I think the good way is not to think in term of tests number per function but is to think in term of code coverage :

  • Function coverage - Has each function (or subroutine) in the
    program been called?
  • Statement coverage - Has each node in the program been
    executed?
  • Branch coverage - Has every edge in the program been
    executed?
  • Decision coverage - Has each control structure (such as an IF statement) evaluated both to true and false?
  • Condition coverage - Has each boolean sub-expression evaluated both to true and false? This does not necessarily imply decision coverage.
  • Condition/decision coverage - Both decision and condition coverage
    should be satisfied.

EDIT : I reread what I wrote and I found it kind of "scary" ... that remind me a good thought I heard some weeks a go about code coverage :

Code coverage is like stock market investment ! you need to invest enough time to have a good coverage but not too much to not waste your time and blow up your project !

wj
Does this mean you would say it's okay to stick most of your tests in one function?
John Baker
If you want to stick to the TDD principles you need to make small steps which implies : finer granularity and more tests ...
wj
I think it's perfectly fine to *prioritize* which tests you write first, though, focusing on the most important, core functionality before going for further coverage. Especially if you're working on a prototype where the innards may be rapidly changed for a while.
Tchalvak
+4  A: 

I'm having a hard time understanding why there is only one test per function in most professional TDD code that I have seen

I'm assuming that you mean 'assert' when you say 'test'. In general, a test should only test a single 'use case' of a function. By 'use case' I mean: a path that the code can flow through via control flow statements (don't forget about handled exceptions, etc.). Essentially you are testing all of the 'requirements' of that function. For example, say you have a function such as:

Public Function DoSomething(ByVal foo as Boolean) As Integer
   Dim result as integer = 0     

   If(foo) then
        result = MakeRequestToWebServiceA()
   Else
        result = MakeRequestToWebServiceB()
   End If     

   return result
End Function

In this case, there are 2 'use cases' or control flows that the function can take. This function should have at minimum 2 tests for it. One that accepts foo as true and branches down the if(true) code, and one that accepts foo as false and goes down the second branch. If you have more if statements or flows the code can go though, then it will require more tests. This is for several reason - the most important one to me is that without it, the tests would be too complicated and hard to read. There's other reasons too, like in the case of the above function, the control flow is based on input parameter - which means you must call the function twice to test all code paths. You should never call the function more then once that you are testing in your test IMO.

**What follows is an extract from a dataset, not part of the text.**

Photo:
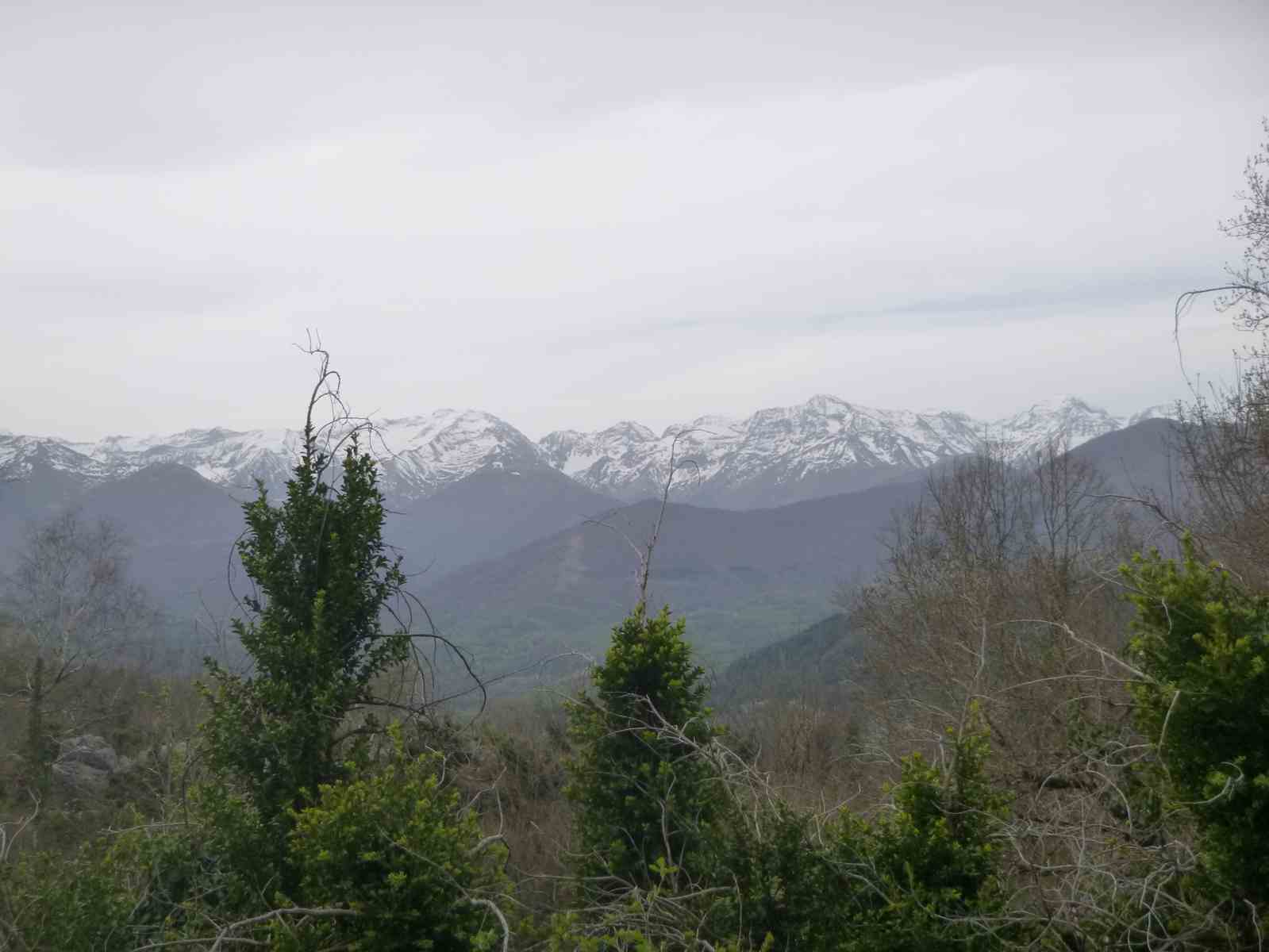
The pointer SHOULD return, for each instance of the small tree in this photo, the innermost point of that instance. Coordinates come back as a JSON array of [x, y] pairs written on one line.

but I find myself struggling to come up with function names to differentiate the different tests since many are so similar

Maybe you are over-thinking it?? Don't be scared of writing crazy, overly verbose names for your test function. Whatever that test does, write it in english, use underscores, and come up with a set of standards for names so that someone else looking at the code (including yourself 6 months later) can easily figure out what it does. Remember, you never actually have to call this function yourself (at least in most testing frameworks), so who cares if the name of it is 100 characters. Go Crazy. In the above example, my 2 tests would be named:

 DoSomethingTest_TestWhenFooIsTrue_RequestIsMadeToWebServiceA()
 DoSomethingTest_TestWhenFooIsFalse_RequestIsMadeToWebServiceB()

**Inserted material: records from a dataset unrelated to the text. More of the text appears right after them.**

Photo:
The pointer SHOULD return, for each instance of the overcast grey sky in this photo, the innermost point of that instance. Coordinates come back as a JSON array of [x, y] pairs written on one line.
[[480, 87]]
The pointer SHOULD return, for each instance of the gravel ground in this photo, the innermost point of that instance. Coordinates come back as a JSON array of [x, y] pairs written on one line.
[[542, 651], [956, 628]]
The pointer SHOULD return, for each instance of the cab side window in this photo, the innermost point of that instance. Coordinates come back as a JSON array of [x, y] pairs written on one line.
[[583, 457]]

Also - this is just a general guideline. There are definitely cases where you will have multiple asserts in the same unit test. This will happen when you are testing the same control flow, but multiple fields need to be checked when you write your assert statement(s). Take this for example - a test for a function which parses a CSV file into a business object which has a Header, a Body, and Footer field:

 Public Sub ParseFileTest_TestFileIsParsedCorrectly()
        Dim target as new FileParser()
        Dim actual as SomeBusinessObject = target.ParseFile(TestHelper.GetTestData("ParseFileTest.csv")))

        Assert.Equals(actual.Header,"EXPECTED HEADER FROM TEST DATA FILE")
        Assert.Equals(actual.Footer,"EXPECTED FOOTER FROM TEST DATA FILE")
        Assert.Equals(actual.Body,"TEST DATA BODY")
 End Sub

Here, we are really testing the same use case, but we needed multiple asserts to check all our data and make sure our code actually worked.

-Drew

dferraro
+6  A: 

Yes, you should test one behavior per function in TDD. Here's why.

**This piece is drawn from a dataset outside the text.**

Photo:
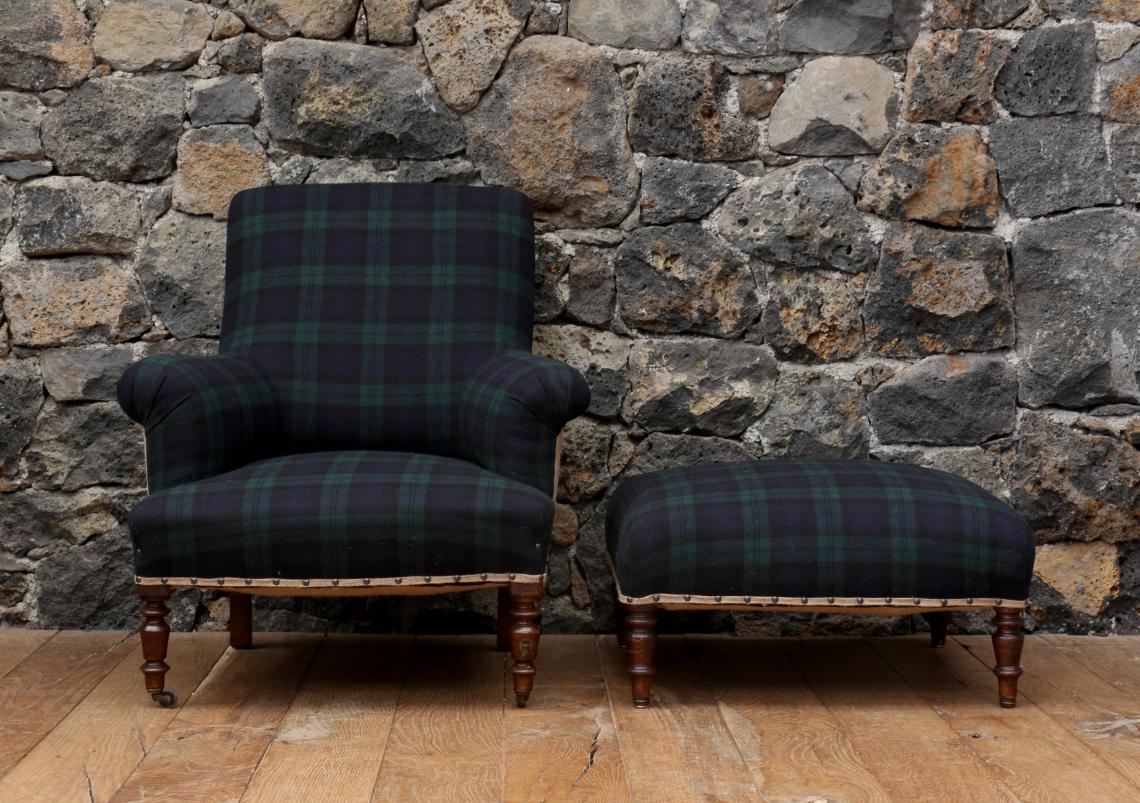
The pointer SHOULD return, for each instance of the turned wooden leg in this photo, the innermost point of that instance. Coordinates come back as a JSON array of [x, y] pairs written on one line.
[[1008, 641], [641, 640], [155, 634], [503, 642], [241, 622], [937, 622], [524, 634]]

  1. If you're writing your tests before you code, multiple behaviors tested in one function means you're implementing multiple behaviors at a single time, which is a bad iea.
  2. One behavior tested per function means that if a test fails, you know exactly why it failed, and can zero in on the specific problem area. If you have multiple behaviors tested in a single function, a failure in a "later" test may be due to an unreported failure in an earlier test causing bad state.
  3. One behavior tested per function means that if that behavior ever needs to be redefined, you only have to worry about the tests specific to that behavior, and not worry about other, unrelated tests (well, at least not due to the test layout...)

And, a final question - why not have one test per function? What is the benefit? I don't think there's a tax on function declarations.

kyoryu
A: 

Consider this straw man (in C#)

void FooTest()
{
    C c = new C();
    c.Foo();
    Assert(c.X == 7);
    Assert(c.Y == -7);
}

While "one assertion per test function" is good TDD advice, it's incomplete. Applying it alone would give:

void FooTestX()
{
    C c = new C();
    c.Foo();
    Assert(c.X == 7);
}

void FooTestY()
{
    C c = new C();
    c.Foo();
    Assert(c.X == 7);
}

It's missing two things: Once-and-only-once (aka DRY), and "one test class per scenario". The latter is the less-known one: instead of one test class / test fixture that holds all test methods, have nested classes for non-trivial scenarios. Like this:

class CTests
{
    class FooTests
    {
        readonly C c;

        void Setup()
        {
            c = new C();
            c.Foo();
        }

        void XTest()
        {
            Assert(c.X == 7);
        }

        void YTest()
        {
            Assert(c.Y == -7);
        }
    }
}

Now you don't have duplication, and each test method asserts exactly one thing about the code under test.

If it wasn't so verbose, I would consider writing all my tests this way, such that test methods are always trivial single-line methods with only an assertion. However, it seems too clumsy when a test doesn't share "setup" code with another test.

(I have avoided details that are specific to unit test technology, e.g. NUnit or MSTest. You will have to adjust to fit whatever you are using, but the principles are sound.)

Jay Bazuzi
What to do in these types of cases, when each test has subtly different set-ups? c = new C(a); c.Foo(); Assert(c.X == 7);c = new C(b); c.Foo(); Assert(c.X == -7);
dvide
@dvide: If it's that simple, then keep them separate. If they both have `c.Foo(); c.Bar(); c.Baz();" then I would consider this a code smell on `C`. Perhaps a new method `Bill()` that does `Foo/Bar/Baz`. Remember that unit tests are a legitimate client of your classes. Making your classes work well in tests is likely to make them work well in production, too.
Jay Bazuzi